O crédito, então, deixa de ser apenas uma ferramenta e passa a sustentar um estilo de vida. “Em muitos casos, é usado para manter um padrão ou uma imagem de sucesso”, destaca.
Nesse ambiente, decisões rápidas e pouco refletidas se tornam a regra, e o endividamento surge como consequência, não como exceção.

Os erros que parecem pequenos — mas não são
Na prática, o superendividamento raramente começa com uma decisão extrema. Ele se constrói no cotidiano, a partir de escolhas normalizadas.

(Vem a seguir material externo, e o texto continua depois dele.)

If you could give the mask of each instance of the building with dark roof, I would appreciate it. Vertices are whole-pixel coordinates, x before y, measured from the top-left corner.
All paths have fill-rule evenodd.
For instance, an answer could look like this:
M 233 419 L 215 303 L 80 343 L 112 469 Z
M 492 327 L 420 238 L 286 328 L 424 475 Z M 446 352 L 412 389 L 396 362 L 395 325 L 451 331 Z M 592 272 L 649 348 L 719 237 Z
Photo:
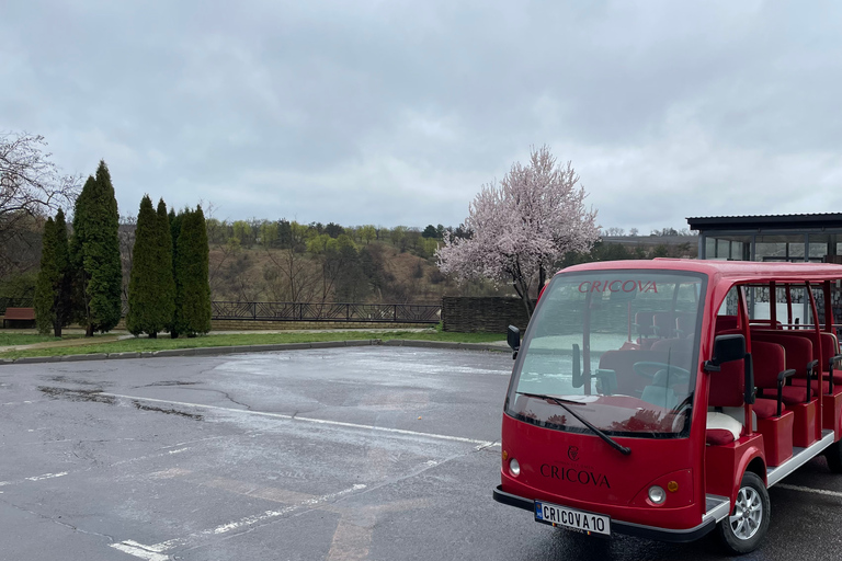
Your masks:
M 698 259 L 842 263 L 842 214 L 687 218 Z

Entre os erros mais comuns está o uso do cartão de crédito como extensão da renda. “Muitos jovens pagam apenas o valor mínimo da fatura, acumulam parcelamentos e contratam crédito para financiar consumo”, destaca o docente.
Outro equívoco recorrente está na lógica das parcelas. Ao diluir o valor de uma compra, o impacto imediato parece pequeno — mas o custo total permanece. “Muitas pessoas acreditam que pequenas parcelas não comprometem a renda, mas, quando somadas, podem representar uma parcela expressiva do orçamento mensal”, explica.

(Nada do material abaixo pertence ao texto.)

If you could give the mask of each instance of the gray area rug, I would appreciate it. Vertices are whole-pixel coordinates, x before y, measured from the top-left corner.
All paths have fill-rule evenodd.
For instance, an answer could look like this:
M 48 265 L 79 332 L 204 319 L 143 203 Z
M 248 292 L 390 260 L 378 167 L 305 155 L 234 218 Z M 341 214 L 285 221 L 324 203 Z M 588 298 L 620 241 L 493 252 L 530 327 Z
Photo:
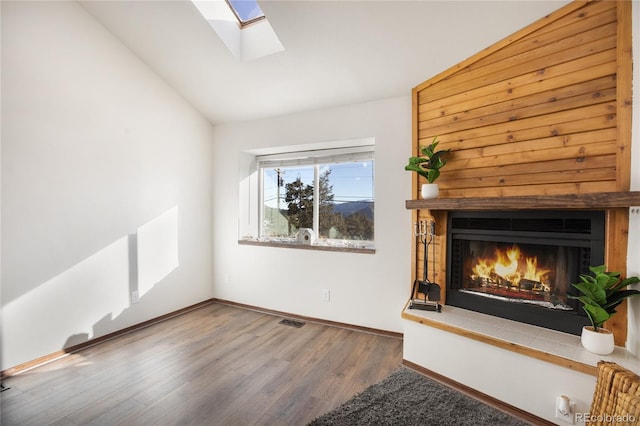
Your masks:
M 309 426 L 527 424 L 403 367 Z

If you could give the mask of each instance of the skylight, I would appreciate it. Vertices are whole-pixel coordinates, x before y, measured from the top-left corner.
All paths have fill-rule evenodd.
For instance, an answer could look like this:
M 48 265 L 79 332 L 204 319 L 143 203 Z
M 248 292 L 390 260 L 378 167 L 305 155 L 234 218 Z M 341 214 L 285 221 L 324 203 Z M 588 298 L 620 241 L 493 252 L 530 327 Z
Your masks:
M 252 24 L 264 19 L 264 13 L 256 0 L 227 0 L 240 26 Z

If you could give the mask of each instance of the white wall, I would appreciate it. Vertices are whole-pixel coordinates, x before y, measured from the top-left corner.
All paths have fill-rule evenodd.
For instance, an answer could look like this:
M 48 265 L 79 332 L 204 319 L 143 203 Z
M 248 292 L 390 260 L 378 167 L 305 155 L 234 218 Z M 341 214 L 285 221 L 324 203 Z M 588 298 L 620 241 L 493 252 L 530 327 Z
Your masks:
M 244 152 L 343 139 L 375 138 L 375 254 L 238 244 Z M 410 96 L 216 126 L 214 296 L 283 312 L 402 331 L 409 297 Z M 241 162 L 243 163 L 241 165 Z M 222 207 L 223 206 L 223 207 Z M 322 290 L 331 292 L 322 301 Z
M 212 126 L 75 2 L 2 67 L 2 368 L 212 297 Z
M 640 1 L 633 2 L 634 113 L 631 189 L 640 190 Z M 634 209 L 632 209 L 633 211 Z M 629 224 L 627 275 L 640 275 L 640 214 Z M 640 355 L 640 298 L 630 300 L 627 349 Z M 576 413 L 587 413 L 595 377 L 539 361 L 515 352 L 481 344 L 464 337 L 404 323 L 404 358 L 439 374 L 545 418 L 555 418 L 555 398 L 567 395 Z M 496 371 L 500 374 L 496 374 Z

O resultado é uma bola de neve. Novas despesas surgem, a renda permanece limitada e o crédito passa a financiar o próprio endividamento. Nesse estágio, o que antes parecia controle se transforma em dificuldade de administrar prazos, valores e prioridades.

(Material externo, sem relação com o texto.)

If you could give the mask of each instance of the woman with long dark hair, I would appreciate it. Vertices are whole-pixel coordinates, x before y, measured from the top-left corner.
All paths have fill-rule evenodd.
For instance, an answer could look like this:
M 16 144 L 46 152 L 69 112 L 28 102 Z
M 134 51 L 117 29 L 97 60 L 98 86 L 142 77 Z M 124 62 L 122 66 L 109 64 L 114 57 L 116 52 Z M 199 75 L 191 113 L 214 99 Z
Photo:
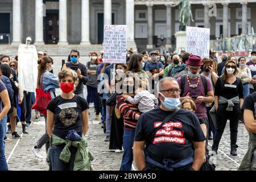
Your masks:
M 50 72 L 52 70 L 53 60 L 50 57 L 43 56 L 38 60 L 38 75 L 36 88 L 40 88 L 42 86 L 45 92 L 50 92 L 52 100 L 54 98 L 53 92 L 55 90 L 55 88 L 60 88 L 57 77 Z M 46 126 L 47 116 L 44 115 L 44 118 Z M 32 151 L 38 158 L 43 158 L 40 154 L 40 151 L 44 144 L 46 152 L 47 152 L 49 147 L 49 138 L 46 132 L 38 140 L 36 145 L 32 148 Z
M 217 154 L 228 119 L 230 128 L 230 154 L 237 155 L 236 144 L 237 128 L 241 107 L 243 102 L 243 84 L 237 77 L 237 63 L 228 61 L 225 65 L 224 73 L 218 77 L 215 84 L 214 103 L 216 113 L 216 133 L 212 147 L 212 155 Z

Entre o acesso e a responsabilidade
Diante desse cenário, a solução não está em restringir o crédito, mas em redefinir seu uso.
No curto prazo, medidas como controle do orçamento, renegociação de dívidas e redução do uso de crédito para gastos não essenciais ajudam a reorganizar as finanças. “Um acompanhamento mais próximo dos gastos já faz diferença significativa”, afirma Filipe.
No longo prazo, o caminho passa pela educação financeira. “É fundamental avançar além dos conceitos teóricos e desenvolver hábitos práticos desde cedo”, pontua.
Esse esforço também envolve políticas públicas voltadas à geração de emprego e renda, um fator estrutural que influencia diretamente a capacidade de pagamento dos jovens.
No fundo, o desafio é encontrar equilíbrio.
“O crédito continua sendo uma ferramenta importante, mas exige planejamento e responsabilidade para que a utilização deste recurso não se transforme em exclusão econômica”, finaliza o professor.


Filipe Martins, especialista em economia e docente nos cursos de Gestão do Centro Universitário Cesuca, da região metropolitana de Porto Alegre (RS).